Discrete product systems and twisted crossed products by semigroups

TL;DR

This paper studies discrete product systems over semigroups, introduces twisted crossed products involving these systems, and characterizes their faithful representations, extending the theory of Toeplitz-Cuntz algebras.

Contribution

It develops a framework for twisted crossed products by semigroups using product systems and characterizes their faithful representations, including infinite-dimensional cases.

Findings

Introduces a new class of twisted crossed products for semigroup actions.

Provides a universal property for covariant representations of product systems.

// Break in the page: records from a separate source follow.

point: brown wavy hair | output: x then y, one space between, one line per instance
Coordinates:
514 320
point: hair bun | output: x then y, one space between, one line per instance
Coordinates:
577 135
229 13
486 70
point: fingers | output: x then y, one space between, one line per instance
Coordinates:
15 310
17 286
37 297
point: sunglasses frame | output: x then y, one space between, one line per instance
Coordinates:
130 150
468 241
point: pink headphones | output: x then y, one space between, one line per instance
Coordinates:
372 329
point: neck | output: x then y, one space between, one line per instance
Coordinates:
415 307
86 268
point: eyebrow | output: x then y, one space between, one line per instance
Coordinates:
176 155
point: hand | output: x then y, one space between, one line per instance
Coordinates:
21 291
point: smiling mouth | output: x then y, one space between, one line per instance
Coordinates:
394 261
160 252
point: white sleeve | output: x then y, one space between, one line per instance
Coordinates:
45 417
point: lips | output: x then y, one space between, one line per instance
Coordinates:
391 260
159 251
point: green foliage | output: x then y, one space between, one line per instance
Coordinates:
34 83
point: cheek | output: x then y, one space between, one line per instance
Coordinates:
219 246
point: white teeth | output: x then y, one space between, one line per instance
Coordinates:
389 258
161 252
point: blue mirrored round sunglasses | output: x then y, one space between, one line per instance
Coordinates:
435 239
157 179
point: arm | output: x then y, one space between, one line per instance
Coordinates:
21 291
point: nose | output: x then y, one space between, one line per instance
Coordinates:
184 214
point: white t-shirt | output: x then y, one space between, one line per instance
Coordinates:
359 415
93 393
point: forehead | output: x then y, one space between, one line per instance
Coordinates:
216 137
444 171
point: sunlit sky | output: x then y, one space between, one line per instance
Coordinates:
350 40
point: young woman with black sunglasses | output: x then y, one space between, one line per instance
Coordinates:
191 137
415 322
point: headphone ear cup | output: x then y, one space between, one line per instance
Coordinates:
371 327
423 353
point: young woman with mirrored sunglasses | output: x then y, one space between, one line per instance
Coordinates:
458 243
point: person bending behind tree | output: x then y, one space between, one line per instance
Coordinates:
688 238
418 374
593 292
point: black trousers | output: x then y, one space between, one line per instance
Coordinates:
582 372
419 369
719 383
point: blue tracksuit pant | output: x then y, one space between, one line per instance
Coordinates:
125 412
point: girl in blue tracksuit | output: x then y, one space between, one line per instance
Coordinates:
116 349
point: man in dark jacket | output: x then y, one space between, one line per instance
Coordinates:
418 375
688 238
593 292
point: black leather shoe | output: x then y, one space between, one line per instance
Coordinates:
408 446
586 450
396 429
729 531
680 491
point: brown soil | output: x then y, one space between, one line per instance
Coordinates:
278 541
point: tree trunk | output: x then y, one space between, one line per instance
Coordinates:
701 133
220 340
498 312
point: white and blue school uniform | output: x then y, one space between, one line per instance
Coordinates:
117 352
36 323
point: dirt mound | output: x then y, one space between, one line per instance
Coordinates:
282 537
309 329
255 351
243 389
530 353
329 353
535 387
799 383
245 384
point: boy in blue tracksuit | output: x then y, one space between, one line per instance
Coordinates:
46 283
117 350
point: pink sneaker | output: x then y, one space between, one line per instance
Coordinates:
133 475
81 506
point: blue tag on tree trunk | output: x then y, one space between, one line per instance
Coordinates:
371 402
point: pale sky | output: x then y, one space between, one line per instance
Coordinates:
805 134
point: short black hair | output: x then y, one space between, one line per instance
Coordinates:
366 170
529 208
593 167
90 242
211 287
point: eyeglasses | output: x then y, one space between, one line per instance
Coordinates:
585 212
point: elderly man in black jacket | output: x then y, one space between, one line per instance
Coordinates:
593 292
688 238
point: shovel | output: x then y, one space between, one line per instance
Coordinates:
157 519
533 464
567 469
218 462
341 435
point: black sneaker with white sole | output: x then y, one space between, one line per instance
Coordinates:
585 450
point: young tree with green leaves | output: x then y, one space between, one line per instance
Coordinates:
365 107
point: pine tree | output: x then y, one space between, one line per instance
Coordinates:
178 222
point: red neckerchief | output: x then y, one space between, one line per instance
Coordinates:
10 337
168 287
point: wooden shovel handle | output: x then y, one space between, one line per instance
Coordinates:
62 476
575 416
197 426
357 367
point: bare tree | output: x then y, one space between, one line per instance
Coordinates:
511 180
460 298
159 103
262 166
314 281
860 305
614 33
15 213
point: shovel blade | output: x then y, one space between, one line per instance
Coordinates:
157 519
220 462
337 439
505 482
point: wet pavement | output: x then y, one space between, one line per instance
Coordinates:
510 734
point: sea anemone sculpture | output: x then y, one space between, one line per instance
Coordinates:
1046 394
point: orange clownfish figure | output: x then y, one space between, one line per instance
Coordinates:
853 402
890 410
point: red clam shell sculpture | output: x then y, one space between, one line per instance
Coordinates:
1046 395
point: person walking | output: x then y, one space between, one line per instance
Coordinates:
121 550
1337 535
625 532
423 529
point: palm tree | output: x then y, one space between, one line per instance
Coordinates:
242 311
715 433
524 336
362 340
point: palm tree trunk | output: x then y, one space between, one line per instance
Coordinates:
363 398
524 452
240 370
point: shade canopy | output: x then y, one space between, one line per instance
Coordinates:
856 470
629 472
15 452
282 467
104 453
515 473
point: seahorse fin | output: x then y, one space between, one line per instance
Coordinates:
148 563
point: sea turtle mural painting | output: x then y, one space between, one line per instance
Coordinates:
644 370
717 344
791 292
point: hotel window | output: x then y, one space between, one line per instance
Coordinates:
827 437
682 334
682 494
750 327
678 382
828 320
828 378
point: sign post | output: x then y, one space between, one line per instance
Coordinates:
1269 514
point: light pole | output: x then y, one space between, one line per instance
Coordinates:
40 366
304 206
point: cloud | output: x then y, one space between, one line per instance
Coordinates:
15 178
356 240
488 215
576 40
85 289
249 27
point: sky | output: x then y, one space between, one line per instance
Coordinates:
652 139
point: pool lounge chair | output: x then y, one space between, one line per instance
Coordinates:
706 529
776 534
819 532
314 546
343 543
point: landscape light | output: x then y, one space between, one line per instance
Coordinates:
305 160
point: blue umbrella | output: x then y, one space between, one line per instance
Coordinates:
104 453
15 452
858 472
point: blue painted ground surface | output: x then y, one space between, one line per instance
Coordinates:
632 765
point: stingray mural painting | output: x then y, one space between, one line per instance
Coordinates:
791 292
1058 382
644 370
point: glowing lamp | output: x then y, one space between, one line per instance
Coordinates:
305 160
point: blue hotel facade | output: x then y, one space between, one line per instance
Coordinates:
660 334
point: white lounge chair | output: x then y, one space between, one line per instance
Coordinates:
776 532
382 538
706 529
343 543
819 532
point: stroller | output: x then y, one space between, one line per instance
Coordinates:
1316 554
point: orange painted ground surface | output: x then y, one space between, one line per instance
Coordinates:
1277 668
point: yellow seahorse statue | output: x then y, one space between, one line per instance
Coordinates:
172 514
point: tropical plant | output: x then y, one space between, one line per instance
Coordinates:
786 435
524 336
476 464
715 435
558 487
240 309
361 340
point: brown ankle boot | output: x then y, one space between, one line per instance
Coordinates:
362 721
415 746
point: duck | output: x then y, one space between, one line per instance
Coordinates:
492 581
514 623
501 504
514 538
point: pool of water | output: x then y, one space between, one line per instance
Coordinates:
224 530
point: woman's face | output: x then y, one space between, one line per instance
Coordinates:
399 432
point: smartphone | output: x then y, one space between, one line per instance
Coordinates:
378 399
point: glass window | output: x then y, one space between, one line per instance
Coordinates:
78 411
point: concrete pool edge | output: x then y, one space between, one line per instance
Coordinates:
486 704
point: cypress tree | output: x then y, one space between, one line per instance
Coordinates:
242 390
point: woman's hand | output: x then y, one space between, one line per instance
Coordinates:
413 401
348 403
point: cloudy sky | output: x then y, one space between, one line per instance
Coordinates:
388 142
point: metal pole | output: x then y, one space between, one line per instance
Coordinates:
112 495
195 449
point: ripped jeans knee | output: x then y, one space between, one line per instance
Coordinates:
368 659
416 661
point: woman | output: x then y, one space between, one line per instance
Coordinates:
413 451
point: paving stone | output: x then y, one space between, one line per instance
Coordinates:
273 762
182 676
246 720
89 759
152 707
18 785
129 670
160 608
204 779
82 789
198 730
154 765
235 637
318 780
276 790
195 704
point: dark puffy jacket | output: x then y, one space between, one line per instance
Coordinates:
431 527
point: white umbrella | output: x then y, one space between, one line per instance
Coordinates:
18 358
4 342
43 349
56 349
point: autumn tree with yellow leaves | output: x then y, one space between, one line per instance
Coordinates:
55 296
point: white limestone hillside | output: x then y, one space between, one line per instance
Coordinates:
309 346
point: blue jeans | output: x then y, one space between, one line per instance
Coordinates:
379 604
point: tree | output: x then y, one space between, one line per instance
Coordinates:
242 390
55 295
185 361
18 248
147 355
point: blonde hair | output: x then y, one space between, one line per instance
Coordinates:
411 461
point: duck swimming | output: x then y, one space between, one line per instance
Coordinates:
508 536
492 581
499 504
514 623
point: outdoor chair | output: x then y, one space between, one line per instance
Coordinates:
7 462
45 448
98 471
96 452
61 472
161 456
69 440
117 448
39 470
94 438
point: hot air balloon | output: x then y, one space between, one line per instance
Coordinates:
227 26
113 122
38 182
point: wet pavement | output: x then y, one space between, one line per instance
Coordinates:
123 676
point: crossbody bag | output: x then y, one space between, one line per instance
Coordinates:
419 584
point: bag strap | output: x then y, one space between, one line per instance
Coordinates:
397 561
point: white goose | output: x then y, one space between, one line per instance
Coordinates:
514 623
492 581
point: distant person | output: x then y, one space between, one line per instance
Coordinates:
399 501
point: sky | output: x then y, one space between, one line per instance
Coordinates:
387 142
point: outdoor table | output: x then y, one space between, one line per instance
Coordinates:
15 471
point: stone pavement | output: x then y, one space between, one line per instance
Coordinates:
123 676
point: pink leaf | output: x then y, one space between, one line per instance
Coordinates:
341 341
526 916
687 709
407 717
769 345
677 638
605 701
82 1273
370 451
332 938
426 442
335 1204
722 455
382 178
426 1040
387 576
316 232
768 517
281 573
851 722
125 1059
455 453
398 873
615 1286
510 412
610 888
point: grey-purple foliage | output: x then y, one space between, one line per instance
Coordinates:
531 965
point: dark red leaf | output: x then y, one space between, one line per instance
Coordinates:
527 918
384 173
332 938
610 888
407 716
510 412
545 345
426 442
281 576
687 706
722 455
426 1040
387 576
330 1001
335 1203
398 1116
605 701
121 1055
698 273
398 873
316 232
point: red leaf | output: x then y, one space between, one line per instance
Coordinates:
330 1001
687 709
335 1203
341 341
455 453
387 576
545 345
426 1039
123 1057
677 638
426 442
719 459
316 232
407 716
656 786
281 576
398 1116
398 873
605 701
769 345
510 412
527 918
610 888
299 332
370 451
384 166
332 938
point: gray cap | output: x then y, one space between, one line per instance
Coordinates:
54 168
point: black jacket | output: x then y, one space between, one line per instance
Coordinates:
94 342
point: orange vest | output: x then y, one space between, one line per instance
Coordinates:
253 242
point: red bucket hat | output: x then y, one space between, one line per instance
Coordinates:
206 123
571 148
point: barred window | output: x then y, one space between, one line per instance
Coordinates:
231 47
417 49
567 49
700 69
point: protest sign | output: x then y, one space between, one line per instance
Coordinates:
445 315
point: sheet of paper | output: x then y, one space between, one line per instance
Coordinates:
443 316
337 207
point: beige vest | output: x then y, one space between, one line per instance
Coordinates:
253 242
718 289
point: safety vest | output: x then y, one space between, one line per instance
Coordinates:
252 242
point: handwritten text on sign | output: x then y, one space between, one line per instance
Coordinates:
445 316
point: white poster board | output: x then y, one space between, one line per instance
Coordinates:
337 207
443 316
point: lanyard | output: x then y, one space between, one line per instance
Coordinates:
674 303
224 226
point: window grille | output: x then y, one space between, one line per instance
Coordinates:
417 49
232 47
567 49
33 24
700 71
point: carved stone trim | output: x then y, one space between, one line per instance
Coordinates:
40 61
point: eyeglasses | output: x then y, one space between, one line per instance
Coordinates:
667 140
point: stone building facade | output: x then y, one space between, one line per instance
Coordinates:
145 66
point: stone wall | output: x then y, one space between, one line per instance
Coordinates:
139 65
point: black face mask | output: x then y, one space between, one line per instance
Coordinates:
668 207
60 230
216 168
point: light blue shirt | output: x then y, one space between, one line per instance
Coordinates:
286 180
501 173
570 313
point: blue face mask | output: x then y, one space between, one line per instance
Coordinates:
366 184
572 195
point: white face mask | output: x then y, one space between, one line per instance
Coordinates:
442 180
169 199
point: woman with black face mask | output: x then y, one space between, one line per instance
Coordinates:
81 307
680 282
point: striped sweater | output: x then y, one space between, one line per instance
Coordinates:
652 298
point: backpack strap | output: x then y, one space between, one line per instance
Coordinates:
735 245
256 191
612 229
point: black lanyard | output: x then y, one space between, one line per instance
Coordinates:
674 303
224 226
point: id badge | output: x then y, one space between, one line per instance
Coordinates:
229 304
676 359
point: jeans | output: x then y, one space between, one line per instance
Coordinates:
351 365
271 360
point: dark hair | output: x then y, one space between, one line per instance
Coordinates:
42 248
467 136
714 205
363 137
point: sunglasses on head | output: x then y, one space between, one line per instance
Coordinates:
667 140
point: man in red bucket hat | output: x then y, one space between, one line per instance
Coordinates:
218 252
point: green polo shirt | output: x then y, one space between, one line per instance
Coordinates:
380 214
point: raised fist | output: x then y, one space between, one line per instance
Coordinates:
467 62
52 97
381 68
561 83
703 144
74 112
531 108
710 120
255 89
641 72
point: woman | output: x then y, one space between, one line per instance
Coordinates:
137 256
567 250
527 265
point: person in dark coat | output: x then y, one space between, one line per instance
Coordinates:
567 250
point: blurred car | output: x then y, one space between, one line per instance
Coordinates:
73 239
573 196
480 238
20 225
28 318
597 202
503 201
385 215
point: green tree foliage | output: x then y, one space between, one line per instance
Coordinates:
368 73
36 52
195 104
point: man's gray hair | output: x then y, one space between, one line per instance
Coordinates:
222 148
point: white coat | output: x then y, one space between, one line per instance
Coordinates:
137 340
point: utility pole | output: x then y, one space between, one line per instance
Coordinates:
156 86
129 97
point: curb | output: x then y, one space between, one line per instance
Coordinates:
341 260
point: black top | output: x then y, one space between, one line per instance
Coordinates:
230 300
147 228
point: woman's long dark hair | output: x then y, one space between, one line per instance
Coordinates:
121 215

Characterizes faithful representations of the constructed algebras.

Abstract

A product system E over a semigroup P is a family of Hilbert spaces {E_s:s\in P} together with multiplications E_s \times E_t\to E_{st}. We view E as a unitary- valued cocycle on P, and consider twisted crossed products A \times_{\beta,E} P involving E and an action \beta of P by endomorphisms of a C*-algebra A. When P is quasi-lattice ordered in the sense of Nica, we isolate a class of covariant representations of E, and consider a twisted crossed product B_P \times_{\tau,E} P which is universal for covariant representations of E when E has finite-dimensional fibres, and in general is slightly larger. In particular, when P=N and \dim E_1=\infty, our algebra B_\NN \times_{\tau,E} N is a new infinite analogue of the Toeplitz-Cuntz algebras TO_n. Our main theorem is a characterisation of the faithful representations of B_P \times_{\tau,E} P.